Remember when Tom Hanks tried to fit the square pegs into the round holes in the movie Apollo 13? It was a scrubber.

These scrubbers are disposable filters packed with lithium hydroxide (similar to the chemical found in drain cleaning fluid) that captures carbon dioxide gas via a simple acid-base chemistry. These scrubbers remove carbon dioxide very efficiently, allowing astronauts to breathe easily, but the filters have limited capacity. Once saturated, it becomes ineffective.

Therefore, it is impractical to use lithium hydroxide filters for extended space missions. Scientists later developed a system that uses a reusable carbon dioxide scrubber made from a mineral called zeolite.
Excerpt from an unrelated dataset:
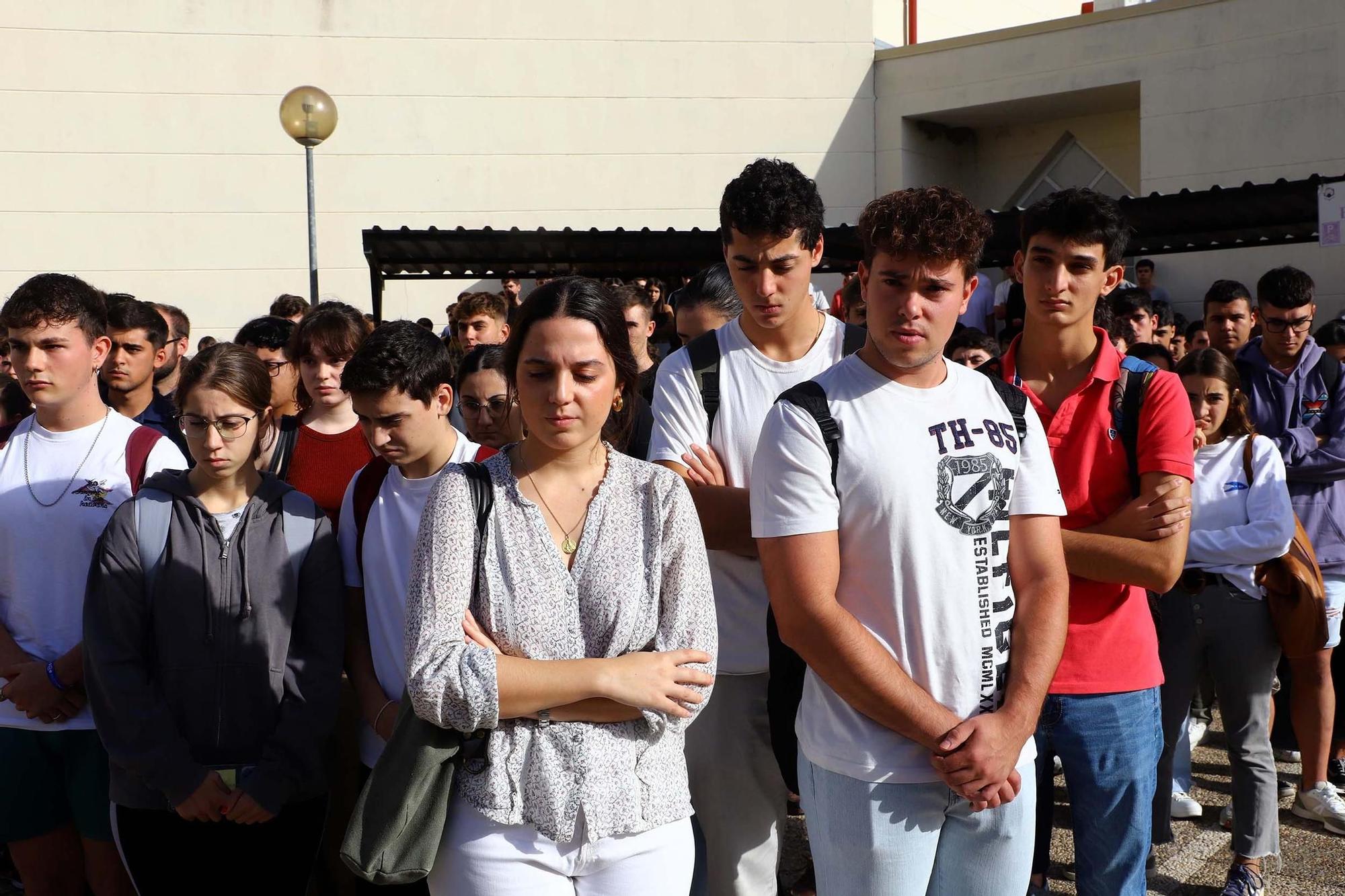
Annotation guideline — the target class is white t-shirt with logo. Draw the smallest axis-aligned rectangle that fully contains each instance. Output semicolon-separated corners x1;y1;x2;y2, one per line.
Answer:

Using zeolites releases trapped carbon dioxide into space, leaving the filter free to trap gas.

But in 2010, scientists discovered an even better way to manage carbon dioxide. It is to turn this waste into another vital element of life: water.

From waste to resources

The ISS environmental control and life support system replaces the carbon dioxide scrubber with a carbon dioxide abatement system, also known as the Sabatier system. It is named for the chemical reaction central to its function and is named after its discoverer, Paul Sabatier, who won the Nobel Prize in Chemistry in 1912.

The system combines carbon dioxide and hydrogen gas to produce water and methane. Methane gas is released into space, and through a process called hydrolysis, water breaks down into breathable oxygen and hydrogen gases. The latter is recycled, converting more carbon dioxide into water.

This process is not only useful for space exploration. Closer to home, chemists are investigating similar systems that could potentially address greenhouse gas emissions. It’s not a panacea, but the Sabatier reaction could help recycle some of the Earth’s carbon dioxide.

Meanwhile, NASA’s Artemis Moon mission aims to land the first woman and people of color on the moon and establish long-term human presence on a lunar base. The Sabatier reaction and other lesser-known chemical processes will be key to humanity’s continued commitment to space.